# Imports and utility functions

In [None]:
from __future__ import absolute_import
from __future__ import division
from __future__ import print_function

import matplotlib.pyplot as plt # plotting
import matplotlib.image as mpimg # images
import numpy as np #numpy
import seaborn as sns
import tensorflow.compat.v2 as tf #use tensorflow v2 as a main 
import tensorflow.keras as keras # required for high level applications
from sklearn.model_selection import train_test_split # split for validation sets
from sklearn.metrics import accuracy_score, f1_score, classification_report
from sklearn.preprocessing import normalize # normalization of the matrix
import scipy
import pandas as pd
import re

In [None]:
def cleanTexts(texts):
    cleaned = []
    pattern = "[^a-zA-Z0-9]"
    for text in texts:
        clrd = re.sub(pattern," ",text).lower().strip()
        cleaned.append(clrd)
    return cleaned

# Load data

In [None]:
from sklearn.utils import shuffle

dataset = pd.read_csv('train_data_imdb.csv')
dataset = shuffle(dataset)
dataset.tail()

Unnamed: 0.1,Unnamed: 0,text,label
12341,23856,Why would any legitimate actor having read the...,0
17921,6432,"And my children love it now! Granted, I can wa...",1
1233,4408,Using Buster Keaton in the twilight of his car...,1
13700,14169,"Minimal script, minimal character development,...",0
10062,8556,"Not really a big box office draw, but I was pl...",1


In [None]:
x_train = list(cleanTexts(dataset['text']))
# print(x[:5])

y_train = list(dataset['label'])
# print(y[:5])

#x_train = x_train[:10000]
#y_train = y_train[:10000]

x_train = x_train[:25000]
y_train = y_train[:25000]

In [None]:
test_data = pd.read_csv('test_data_imdb.csv')

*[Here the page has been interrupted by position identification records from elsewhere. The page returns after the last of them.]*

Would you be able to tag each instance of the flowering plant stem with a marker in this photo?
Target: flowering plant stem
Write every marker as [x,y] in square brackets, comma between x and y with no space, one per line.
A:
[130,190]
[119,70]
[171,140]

x_test = list(cleanTexts(test_data['text']))
y_test = list(test_data['label'])

x_test = x_test[:10000]
y_test = y_test[:10000]

# Train model and predict on test dataset

In [None]:
from tensorflow import string as tf_string
from tensorflow.keras.layers.experimental.preprocessing import TextVectorization
from tensorflow.compat.v1.keras.layers import CuDNNGRU, CuDNNLSTM
from tensorflow.keras.layers import LSTM, GRU, Bidirectional

# Import FastText embeddings

In [None]:
!wget https://dl.fbaipublicfiles.com/fasttext/vectors-crawl/cc.en.300.vec.gz

--2022-04-17 10:54:43--  https://dl.fbaipublicfiles.com/fasttext/vectors-crawl/cc.en.300.vec.gz
Resolving dl.fbaipublicfiles.com (dl.fbaipublicfiles.com)... 172.67.9.4, 104.22.75.142, 104.22.74.142, ...
Connecting to dl.fbaipublicfiles.com (dl.fbaipublicfiles.com)|172.67.9.4|:443... connected.
HTTP request sent, awaiting response... 200 OK
Length: 1325960915 (1.2G) [binary/octet-stream]
Saving to: ‘cc.en.300.vec.gz’


2022-04-17 10:55:53 (18.3 MB/s) - ‘cc.en.300.vec.gz’ saved [1325960915/1325960915]



In [None]:
import gzip

In [None]:
!gzip -d cc.en.300.vec.gz

In [None]:
path_to_fasttext_file = './cc.en.300.vec'

embeddings_index = {}
with open(path_to_fasttext_file) as f:
    for line in f:
        word, coefs = line.split(maxsplit=1)
        coefs = np.fromstring(coefs, "f", sep=" ")
        embeddings_index[word] = coefs

print("Found %s word vectors." % len(embeddings_index))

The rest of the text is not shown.